We are still working with subset of data (chromosomes 1 and 2) hence the effective genome size used here is 492449994 (4.9e8). For hg19 the effective genome size would be set to 2.45e9 (see publication.
The reads are extended to 110 nt (the fragment length obtained from the cross correlation computation) and summarised in 50 bp bins (no smoothing).

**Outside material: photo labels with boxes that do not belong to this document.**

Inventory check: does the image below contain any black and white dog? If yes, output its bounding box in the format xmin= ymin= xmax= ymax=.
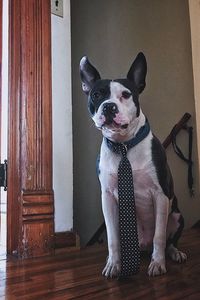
xmin=80 ymin=53 xmax=187 ymax=277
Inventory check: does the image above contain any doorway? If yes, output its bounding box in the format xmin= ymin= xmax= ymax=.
xmin=0 ymin=0 xmax=8 ymax=258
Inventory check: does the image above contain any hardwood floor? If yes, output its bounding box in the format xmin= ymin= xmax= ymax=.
xmin=0 ymin=229 xmax=200 ymax=300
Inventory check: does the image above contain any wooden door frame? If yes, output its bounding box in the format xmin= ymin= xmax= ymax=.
xmin=7 ymin=0 xmax=54 ymax=257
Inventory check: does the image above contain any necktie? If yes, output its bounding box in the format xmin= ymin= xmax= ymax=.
xmin=118 ymin=144 xmax=140 ymax=277
xmin=106 ymin=119 xmax=150 ymax=278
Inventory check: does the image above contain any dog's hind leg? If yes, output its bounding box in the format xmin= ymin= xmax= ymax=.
xmin=166 ymin=198 xmax=187 ymax=263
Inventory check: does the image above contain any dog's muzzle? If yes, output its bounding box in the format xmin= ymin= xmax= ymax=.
xmin=102 ymin=102 xmax=119 ymax=125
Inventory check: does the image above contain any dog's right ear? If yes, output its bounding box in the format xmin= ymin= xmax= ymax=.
xmin=80 ymin=56 xmax=101 ymax=95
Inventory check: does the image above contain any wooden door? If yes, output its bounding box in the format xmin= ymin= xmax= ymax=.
xmin=7 ymin=0 xmax=54 ymax=257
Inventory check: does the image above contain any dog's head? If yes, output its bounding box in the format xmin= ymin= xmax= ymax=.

module load deepTools/2.5.1
bamCoverage --bam ENCFF000PED.chr12.rmdup.filt.sort.bam \
--outFileName ENCFF000PED.chr12.cov.norm1x.bedgraph \
--normalizeTo1x 492449994 --extendReads 110 --binSize 50 \
--outFileFormat bedgraph
module unload deepTools/2.5.1
Cumulative enrichment, aka BAM fingerprint, is yet another way of checking the quality of ChIP-seq signal. It determines how well the signal in the ChIP-seq sample can be differentiated from the background distribution of reads in the control input sample.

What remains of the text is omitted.